Our principal finding in this study was that 201Tl SPECT identified 3 bronchioloalveolar carcinomas and a well-differentiated adenocarcinoma, none of which was revealed by FDG PET. Thus, bronchioloalveolar carcinoma and well-differentiated adenocarcinoma may be visualized only on 201Tl SPECT but not on FDG PET. This phenomenon is explained by the finding that FDG uptake, not 201Tl uptake, reflects the degree of cell differentiation in lung adenocarcinoma. The uptake of FDG by adenocarcinomas correlates with their degree of cell differentiation, and the increased FDG uptake correlates with the lesser differentiation of adenocarcinoma (16). Glut-1 glucose transporter expression and FDG uptake correlate with the degree of cell differentiation in adenocarcinomas, and Glut-1 expression and FDG uptake are significantly lower in bronchioloalveolar carcinomas than in nonbronchioloalveolar carcinomas (18). FDG uptake is related to the proliferation potential of lung cancer as estimated by the proliferating cell nuclear antigen labeling index (19) as well as by the doubling time (20), and the proliferative potential of bronchioloalveolar carcinomas is lower than that of nonbronchioloalveolar carcinomas (19). Regarding the relationship between 201Tl uptake and cell differentiation in lung cancer, the 201Tl T/N (delayed ratio) for well-differentiated adenocarcinomas is lower than that for moderately and poorly differentiated adenocarcinomas (21).
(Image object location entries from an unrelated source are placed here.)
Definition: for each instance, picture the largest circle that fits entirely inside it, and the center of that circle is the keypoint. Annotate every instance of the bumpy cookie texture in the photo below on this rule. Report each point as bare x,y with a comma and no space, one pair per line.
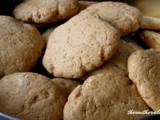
79,46
151,23
47,33
45,11
31,96
122,16
104,96
144,71
118,63
66,85
151,38
21,46
84,4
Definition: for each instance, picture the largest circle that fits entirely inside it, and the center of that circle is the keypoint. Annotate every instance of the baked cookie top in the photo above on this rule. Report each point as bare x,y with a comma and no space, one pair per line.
150,23
122,16
80,45
66,85
118,63
104,96
31,96
151,38
21,46
45,11
144,71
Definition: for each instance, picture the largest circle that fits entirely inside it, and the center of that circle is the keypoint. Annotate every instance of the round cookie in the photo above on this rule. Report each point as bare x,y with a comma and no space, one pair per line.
151,23
151,38
80,45
47,33
45,11
144,71
122,16
66,85
31,96
104,96
21,46
84,4
118,63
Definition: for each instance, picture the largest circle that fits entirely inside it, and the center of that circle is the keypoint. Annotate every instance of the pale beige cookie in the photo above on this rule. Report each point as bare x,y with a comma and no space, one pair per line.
144,71
104,97
118,63
31,96
66,85
84,4
80,45
148,22
47,33
151,38
124,17
21,46
45,11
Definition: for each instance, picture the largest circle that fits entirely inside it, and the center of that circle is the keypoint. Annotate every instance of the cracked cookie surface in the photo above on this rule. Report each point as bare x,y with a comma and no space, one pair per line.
21,46
45,11
104,96
30,96
79,46
144,71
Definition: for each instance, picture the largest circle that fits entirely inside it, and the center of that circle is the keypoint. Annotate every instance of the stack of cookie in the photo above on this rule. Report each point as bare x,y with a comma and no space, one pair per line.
97,66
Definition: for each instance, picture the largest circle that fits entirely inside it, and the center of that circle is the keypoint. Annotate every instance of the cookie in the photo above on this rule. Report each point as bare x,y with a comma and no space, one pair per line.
120,15
144,67
66,85
150,23
31,96
118,63
45,11
20,48
104,96
80,45
47,33
151,38
84,4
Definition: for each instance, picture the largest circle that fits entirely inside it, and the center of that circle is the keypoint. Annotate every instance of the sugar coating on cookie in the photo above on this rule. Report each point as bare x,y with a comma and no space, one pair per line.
66,85
21,46
79,46
122,16
31,96
144,71
118,63
45,11
104,96
151,38
150,23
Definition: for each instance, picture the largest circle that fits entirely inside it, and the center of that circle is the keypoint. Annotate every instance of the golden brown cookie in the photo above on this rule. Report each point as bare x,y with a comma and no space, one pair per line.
104,97
118,63
66,85
21,46
47,33
45,11
31,96
144,71
150,23
80,45
151,38
122,16
84,4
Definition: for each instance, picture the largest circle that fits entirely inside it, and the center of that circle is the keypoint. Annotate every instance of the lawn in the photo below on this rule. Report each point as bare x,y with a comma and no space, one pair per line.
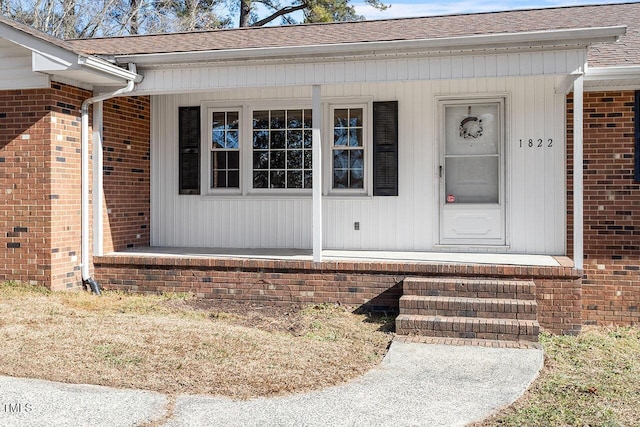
588,380
178,344
175,344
However, intense and prolonged 201Tl uptake in a slow-growing bronchioloalveolar carcinoma has also been reported (22). Thus, attempts to correlate the above-normal 201Tl uptake of lung cancers with their biologic characteristics such as cell differentiation have not produced conclusive results. In the current study, no significant difference was found between the mean 201Tl T/N of bronchioloalveolar carcinomas and that of poorly differentiated adenocarcinomas. Thus, a correlation was not found between 201Tl uptake and the degree of cell differentiation in adenocarcinoma of the lung, whereas FDG uptake reflected the degree of cell differentiation.

Several reasons are possible for the discordance between FDG and 201Tl distributions. First, the mechanisms of accumulation of these tracers in tumors are different. FDG is transported, phosphorylated, and metabolically trapped in tumor cells as FDG-6-phosphate. The mechanisms for increased FDG-6-phosphate accumulation in many cancer cells have been shown to involve the following: increased expression of glucose transporter molecules at the tumor cell surface, increased level or activity of hexokinase, and reduced levels of glucose-6-phosphatase compared with most normal tissue (23). The mechanisms of 201Tl uptake in tumor cells have not been clearly defined. Thallium is a potassium analog and is transported into the cell in place of potassium. This transportation might be related to Na+,K+-adenosinetriphosphatase (Na+,K+-ATPase); this hypothesis is supported by the results of an in vitro experiment showing that the active transport of thallium into malignant cells is inhibited by Na+,K+-pump blocker (24). In a clinical study, Takekawa et al. (21) reported that the 201Tl T/N (delayed ratio) is significantly higher in Na+,K+-ATPase–positive adenocarcinomas than in Na+,K+-ATPase–negative adenocarcinomas. However, 201Tl uptake into tumors is dependent on blood flow as well as on the Na+,K+-ATPase system (5). In bronchioloalveolar carcinoma, focal increased lung perfusion has been observed, and blood flow may be a possible contributing factor of 201Tl uptake in bronchioloalveolar carcinoma (25). Several findings suggest that cell incorporation of 201Tl is not directly related to cell glycolysis activity. Kawabe et al. (26) have observed an abnormally high uptake of 201Tl and a relatively low uptake of FDG in a region of atelectasis with a collapsed alveolar structure. Slosman and Pugin (27) have reported that cell incorporation of 201Tl differs from that of 3H-deoxyglucose in vitro. On the basis of the results of comparative 201Tl SPECT and FDG PET studies, Oriuchi et al. (28) have also shown that 201Tl uptake in gliomas may be independent of increased glucose transport or metabolism.

Second, the spatial resolutions and the sensitivities are strikingly different between PET and SPECT (29), which may cause a great difference in image quality. Ikeda et al. (30) have reported that 201Tl SPECT with a triple-head gamma camera revealed only 10 of 20 small lung cancers of ≤2 cm in diameter. In the current study, FDG PET identified 3 additional lung cancers that 201Tl SPECT images did not reveal. Two of these lung cancers were moderately differentiated adenocarcinomas of <2 cm in diameter. In these instances, the difference in the spatial resolutions may be a possible contributing factor.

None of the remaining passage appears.